W zasadzie z roku na roku otrzymujemy kolejne niespodzianki i wyrastają z tego turnieju kolejne gwiazdy. Najlepszym przykładem jest Łukasz Sikorski, czyli zeszłoroczny Król Strzelców i jeden z najlepszych zawodników całego turnieju. Otarł się o kadrę, będąc na kilku zgrupowaniach, a przede wszystkim zapadł nam w pamięć z perspektywy całego turnieju. To jeden z kilku przykładów, które można podsunąć, bo byli jeszcze chociażby tacy zawodnicy jak Maciej Grabicki przed rokiem, Maciej Danecki z 5408 Squad.
Turniej 3 Rogi Karny rośnie w siłę. Choć bez wielkich i rozpoznawalnych, w naszym kręgu zawodników, to jednak stał się wylęgarnią, a przede wszystkim zapewnia co raz więcej emocji. Jego poziom już dziś jest bardzo wysoki, a patrząc na listy zgłoszeniowe czy po prostu na listę drużyn, które w tym turnieju wezmą udział, to pewne jest, że już „Nie gramy o Złote Kalesony”. Oczywiście wciąż element męskiej garderoby w kolorze złotym, który -dziesiąt lat temu był zapewne hitem i czymś totalnie modnym, jest tym o co tak naprawdę gra się toczy.
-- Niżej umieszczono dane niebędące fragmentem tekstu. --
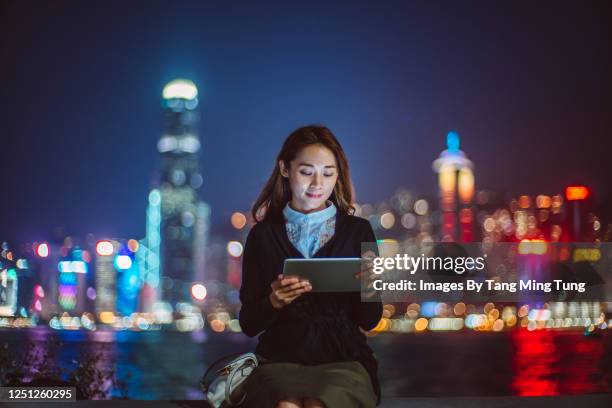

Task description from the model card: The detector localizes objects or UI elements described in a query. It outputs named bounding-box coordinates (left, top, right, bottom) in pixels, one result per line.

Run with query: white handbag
left=201, top=353, right=258, bottom=408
Może pokolenie dzisiejszych nastolatków tego kompletnie nie łączyć (nie, nie, kiedyś to wcale nie było tak super), ale Złote Kalesony to było coś, co kojarzyło się z czymś absolutnie nieosiągalnym, bo w przypadku, gdy dochodziło do boiskowych spięć, to właśnie hasło „Halo, ale przecież nie gramy o złote kalesony” powodowało, że wszyscy wracali na ziemię i przypominali sobie, że wcale nie są Patrickiem Kluivertem, a ich rywal to nie Zlatko Zahovic (dla ułatwienia - zawodnicy grający podczas Euro 2000) czy innym Luisem Figo i Youri Djorkaeffem (również Euro 2000). Nie granie o Złote Kalesony było czymś co sprowadzało nas na ziemię. Było czymś czego dziś w zasadzie ciężko się doszukiwać, a jedyne co przychodzi na myśl to zwykłe „Weź wyluzuj”.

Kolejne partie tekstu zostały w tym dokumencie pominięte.